Introducing Sequences (Intro to Unit 7)
Unit 7 - Day 1
Describe visual patterns with equations
Explore sequences with a constant second difference
Quick Lesson Plan
After going over our Unit 6 test, we started Unit 7 off with our first visual pattern task. We want students to start to see relationships between the figure number and the number of small squares which later translates into the term number and the term value. In this intro activity, we keep academic vocabulary pretty light, knowing that students will build on this activity tomorrow. We use words like rule or pattern instead of explicit formula and we encourage students to consider how they see the shape growing. This is a critical question for helping students “see” the equation. For example, if students consider that the two “wing” squares are the same in every figure, then we know that the formula will have a “+2” at the end. Any part of the figure related to the figure number itself will depend on n.

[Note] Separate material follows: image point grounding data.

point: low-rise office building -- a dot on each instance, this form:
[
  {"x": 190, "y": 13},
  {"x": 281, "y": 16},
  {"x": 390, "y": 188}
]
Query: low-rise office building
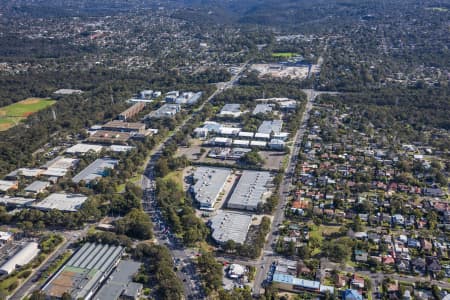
[
  {"x": 99, "y": 168},
  {"x": 37, "y": 187},
  {"x": 229, "y": 225},
  {"x": 231, "y": 110},
  {"x": 165, "y": 111},
  {"x": 120, "y": 284},
  {"x": 7, "y": 185},
  {"x": 109, "y": 137},
  {"x": 84, "y": 272},
  {"x": 61, "y": 201},
  {"x": 271, "y": 127},
  {"x": 132, "y": 111},
  {"x": 80, "y": 149},
  {"x": 120, "y": 126}
]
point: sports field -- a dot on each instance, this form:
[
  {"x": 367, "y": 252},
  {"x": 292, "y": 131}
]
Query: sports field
[{"x": 12, "y": 114}]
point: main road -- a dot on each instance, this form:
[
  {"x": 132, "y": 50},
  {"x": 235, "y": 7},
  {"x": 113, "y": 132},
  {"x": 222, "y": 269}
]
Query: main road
[
  {"x": 32, "y": 283},
  {"x": 268, "y": 255},
  {"x": 182, "y": 257}
]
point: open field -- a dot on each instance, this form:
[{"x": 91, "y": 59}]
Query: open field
[
  {"x": 12, "y": 114},
  {"x": 284, "y": 54}
]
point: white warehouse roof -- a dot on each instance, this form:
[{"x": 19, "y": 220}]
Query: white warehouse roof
[
  {"x": 21, "y": 258},
  {"x": 227, "y": 225},
  {"x": 250, "y": 190},
  {"x": 209, "y": 184},
  {"x": 61, "y": 201},
  {"x": 84, "y": 148}
]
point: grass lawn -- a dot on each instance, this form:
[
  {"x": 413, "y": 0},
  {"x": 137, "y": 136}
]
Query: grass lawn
[
  {"x": 176, "y": 176},
  {"x": 12, "y": 114},
  {"x": 284, "y": 54}
]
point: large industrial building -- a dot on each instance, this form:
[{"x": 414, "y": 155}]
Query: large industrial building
[
  {"x": 6, "y": 185},
  {"x": 262, "y": 109},
  {"x": 109, "y": 137},
  {"x": 132, "y": 111},
  {"x": 120, "y": 284},
  {"x": 249, "y": 191},
  {"x": 209, "y": 183},
  {"x": 15, "y": 201},
  {"x": 165, "y": 111},
  {"x": 271, "y": 127},
  {"x": 131, "y": 127},
  {"x": 21, "y": 258},
  {"x": 61, "y": 201},
  {"x": 229, "y": 225},
  {"x": 59, "y": 166},
  {"x": 85, "y": 271},
  {"x": 188, "y": 98},
  {"x": 96, "y": 170},
  {"x": 84, "y": 148}
]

Arrays like the one presented here give students a chance to visualize quadratic sequences. While these kinds of explicit formulas can be difficult to find analytically, seeing rows and columns and connecting this with the area of the shape (counting unit squares!) is a huge help.
The question about the zero term is an interesting one. Most students found that the number of small squares would be zero, but they had different ideas about where the two squares would be located. Finding the zero term will be important moving forward when writing explicit rules for arithmetic sequences or for finding the constant term of an explicit formula for a quadratic sequence.

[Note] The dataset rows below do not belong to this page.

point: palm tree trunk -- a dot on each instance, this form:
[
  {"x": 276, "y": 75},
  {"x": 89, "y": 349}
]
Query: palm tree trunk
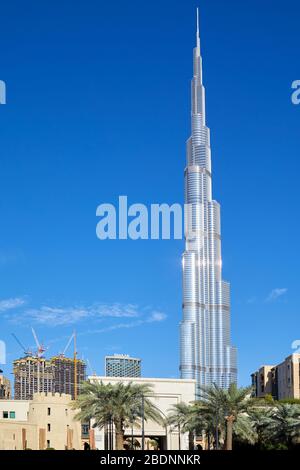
[
  {"x": 229, "y": 427},
  {"x": 119, "y": 436},
  {"x": 208, "y": 441},
  {"x": 191, "y": 441}
]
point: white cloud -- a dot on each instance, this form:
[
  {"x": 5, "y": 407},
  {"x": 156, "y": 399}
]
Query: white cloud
[
  {"x": 62, "y": 316},
  {"x": 9, "y": 304},
  {"x": 156, "y": 317},
  {"x": 276, "y": 293}
]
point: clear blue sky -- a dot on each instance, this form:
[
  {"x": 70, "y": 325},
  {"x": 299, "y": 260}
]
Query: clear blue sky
[{"x": 98, "y": 105}]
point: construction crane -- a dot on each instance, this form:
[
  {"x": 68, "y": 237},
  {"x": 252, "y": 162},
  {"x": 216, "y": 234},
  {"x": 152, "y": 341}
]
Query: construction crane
[
  {"x": 40, "y": 347},
  {"x": 27, "y": 352},
  {"x": 90, "y": 367},
  {"x": 67, "y": 346}
]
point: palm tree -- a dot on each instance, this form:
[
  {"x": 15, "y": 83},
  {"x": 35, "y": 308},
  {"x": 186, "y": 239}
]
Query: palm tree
[
  {"x": 260, "y": 418},
  {"x": 185, "y": 417},
  {"x": 224, "y": 406},
  {"x": 284, "y": 425},
  {"x": 118, "y": 403}
]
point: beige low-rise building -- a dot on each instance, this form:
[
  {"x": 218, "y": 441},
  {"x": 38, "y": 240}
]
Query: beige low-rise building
[
  {"x": 166, "y": 393},
  {"x": 47, "y": 421},
  {"x": 281, "y": 381}
]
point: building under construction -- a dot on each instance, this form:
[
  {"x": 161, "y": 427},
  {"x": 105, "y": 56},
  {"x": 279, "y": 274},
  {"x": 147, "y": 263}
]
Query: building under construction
[
  {"x": 68, "y": 374},
  {"x": 32, "y": 375},
  {"x": 57, "y": 374},
  {"x": 5, "y": 390}
]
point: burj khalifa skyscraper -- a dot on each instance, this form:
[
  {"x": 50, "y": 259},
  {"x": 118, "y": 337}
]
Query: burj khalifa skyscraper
[{"x": 206, "y": 353}]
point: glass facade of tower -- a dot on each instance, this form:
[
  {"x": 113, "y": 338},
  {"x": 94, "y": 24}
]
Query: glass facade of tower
[{"x": 206, "y": 353}]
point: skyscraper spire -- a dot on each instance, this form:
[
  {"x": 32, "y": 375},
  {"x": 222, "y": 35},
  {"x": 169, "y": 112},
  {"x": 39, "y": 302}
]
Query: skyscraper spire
[
  {"x": 205, "y": 346},
  {"x": 198, "y": 33}
]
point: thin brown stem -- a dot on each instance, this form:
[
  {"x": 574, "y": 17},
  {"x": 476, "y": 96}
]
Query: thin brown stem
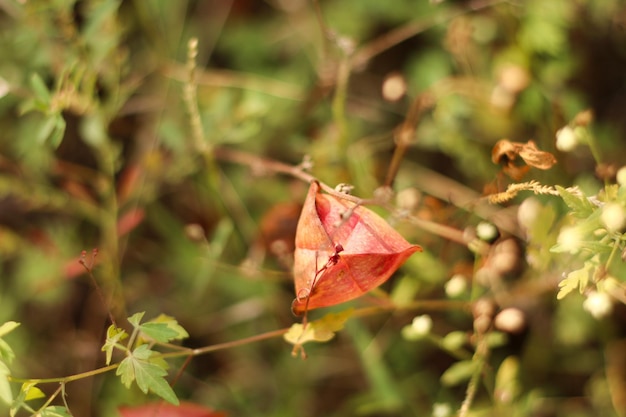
[{"x": 405, "y": 135}]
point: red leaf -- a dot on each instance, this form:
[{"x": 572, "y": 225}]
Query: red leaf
[
  {"x": 161, "y": 409},
  {"x": 338, "y": 259}
]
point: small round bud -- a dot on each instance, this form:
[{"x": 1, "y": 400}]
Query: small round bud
[
  {"x": 419, "y": 328},
  {"x": 456, "y": 286},
  {"x": 422, "y": 324},
  {"x": 394, "y": 87},
  {"x": 569, "y": 239},
  {"x": 566, "y": 139},
  {"x": 613, "y": 216},
  {"x": 510, "y": 320},
  {"x": 486, "y": 231},
  {"x": 598, "y": 304}
]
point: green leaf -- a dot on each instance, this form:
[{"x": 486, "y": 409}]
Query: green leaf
[
  {"x": 459, "y": 372},
  {"x": 6, "y": 395},
  {"x": 54, "y": 411},
  {"x": 114, "y": 336},
  {"x": 578, "y": 278},
  {"x": 135, "y": 319},
  {"x": 163, "y": 329},
  {"x": 6, "y": 352},
  {"x": 580, "y": 206},
  {"x": 507, "y": 381},
  {"x": 321, "y": 330},
  {"x": 30, "y": 391},
  {"x": 8, "y": 327},
  {"x": 146, "y": 373},
  {"x": 40, "y": 89},
  {"x": 58, "y": 131}
]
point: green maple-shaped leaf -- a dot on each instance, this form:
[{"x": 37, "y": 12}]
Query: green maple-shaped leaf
[
  {"x": 114, "y": 336},
  {"x": 54, "y": 411},
  {"x": 321, "y": 330},
  {"x": 148, "y": 375},
  {"x": 163, "y": 329}
]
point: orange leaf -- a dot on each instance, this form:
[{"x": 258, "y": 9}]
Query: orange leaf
[{"x": 342, "y": 251}]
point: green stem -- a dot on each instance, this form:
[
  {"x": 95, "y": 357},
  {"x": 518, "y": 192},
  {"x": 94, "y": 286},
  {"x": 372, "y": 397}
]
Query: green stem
[{"x": 339, "y": 103}]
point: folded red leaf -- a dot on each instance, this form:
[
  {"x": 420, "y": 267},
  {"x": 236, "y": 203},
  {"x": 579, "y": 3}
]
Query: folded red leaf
[{"x": 342, "y": 251}]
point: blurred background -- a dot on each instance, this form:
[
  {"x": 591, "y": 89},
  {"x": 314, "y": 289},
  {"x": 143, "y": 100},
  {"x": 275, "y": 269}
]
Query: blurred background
[{"x": 104, "y": 140}]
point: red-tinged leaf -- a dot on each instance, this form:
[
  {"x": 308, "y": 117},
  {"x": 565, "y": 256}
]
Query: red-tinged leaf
[
  {"x": 162, "y": 409},
  {"x": 342, "y": 251}
]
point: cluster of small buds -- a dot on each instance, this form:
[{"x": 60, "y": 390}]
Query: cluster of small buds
[
  {"x": 483, "y": 315},
  {"x": 569, "y": 239},
  {"x": 510, "y": 320},
  {"x": 613, "y": 217},
  {"x": 456, "y": 286},
  {"x": 570, "y": 136}
]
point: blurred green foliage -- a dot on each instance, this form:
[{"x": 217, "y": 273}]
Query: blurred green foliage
[{"x": 98, "y": 107}]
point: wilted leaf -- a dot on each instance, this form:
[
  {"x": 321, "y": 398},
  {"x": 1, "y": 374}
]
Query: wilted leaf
[
  {"x": 342, "y": 251},
  {"x": 321, "y": 330},
  {"x": 506, "y": 152}
]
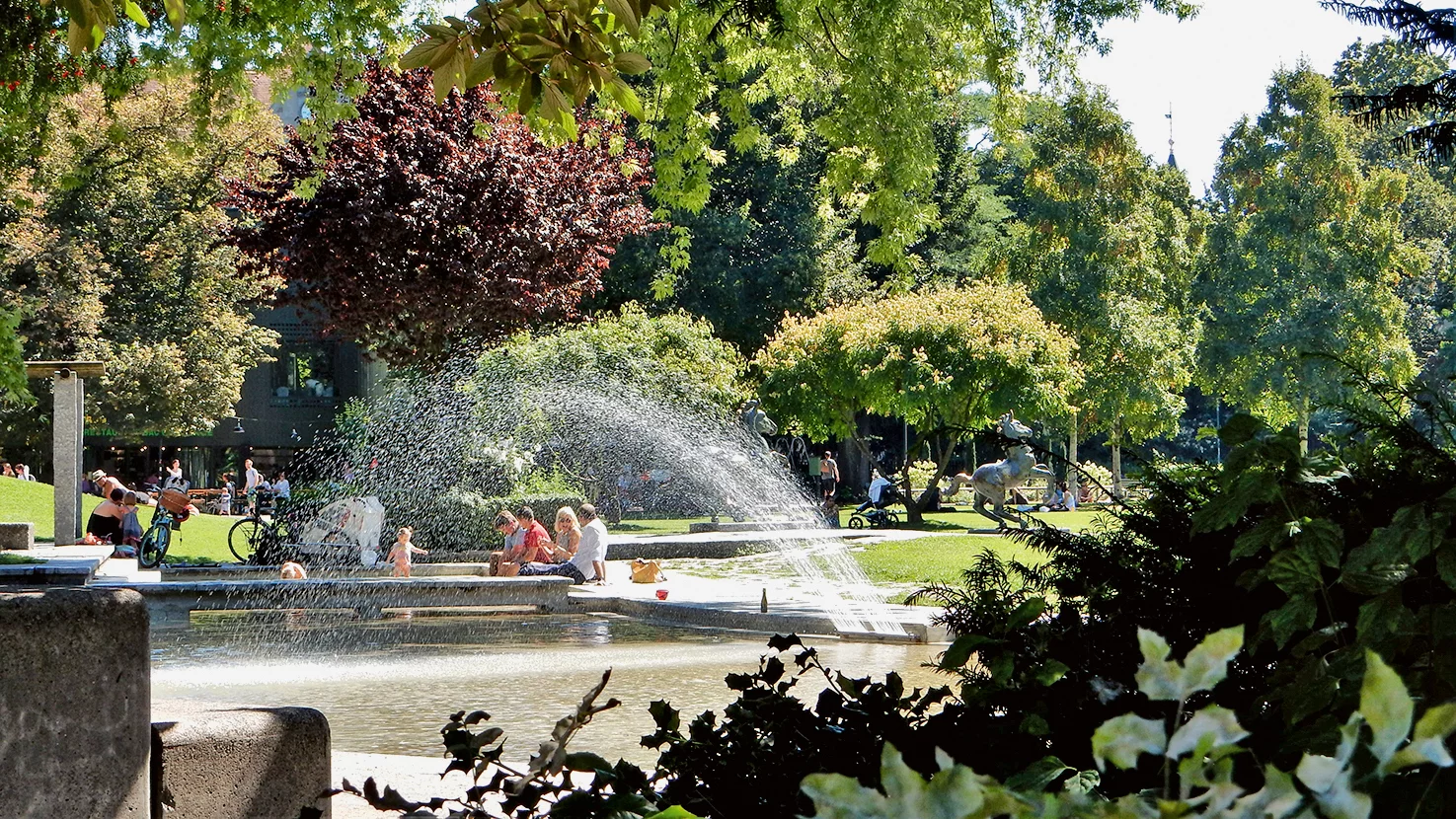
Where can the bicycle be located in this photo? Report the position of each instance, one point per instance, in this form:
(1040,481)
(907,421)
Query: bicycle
(172,508)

While light in notation and academic vocabulary, this intro activity provides loads of opportunities to connect concepts across grades. Students may struggle to articulate a constant second difference. Many students said “it goes up by the same amount”, to which you can ask if the pattern is linear. Students quickly corrected themselves to say that the difference goes up by the same amount every time. This concept of a constant second difference is discovered in Algebra 2, explored further in Precalculus, and deepened in Calculus with derivatives! Once students realize that the equation will be quadratic, you can have them write the general equation for a quadratic as ax^2+bx+c and find the values of a, b, and c. We started off by finding the value of c (y-intercept, how many small squares in Figure 0), then we found the value of a by comparing the constant second difference of our parent function y=x^2 to the constant second difference of this pattern. Since both have a constant second difference of 2, we can deduce that a=1. We then plugged in a point to find the value of b.
Another key idea that surfaces here is the idea of equivalence. While most students at this point know that n(n+2)+2 can be expanded to make n^2+2n+2, we then asked students to look for n^2+2n+2 in their picture. Students found a square of width n, 2 columns of length n, and 2 squares as the “wings”.
As time permits, consider projecting additional patterns from visualpatterns.org. We loved this one in particular, as students found multiple ways to “see” the pattern and come up with equations. The site challenges students to find the number of circles in the 43rd figure.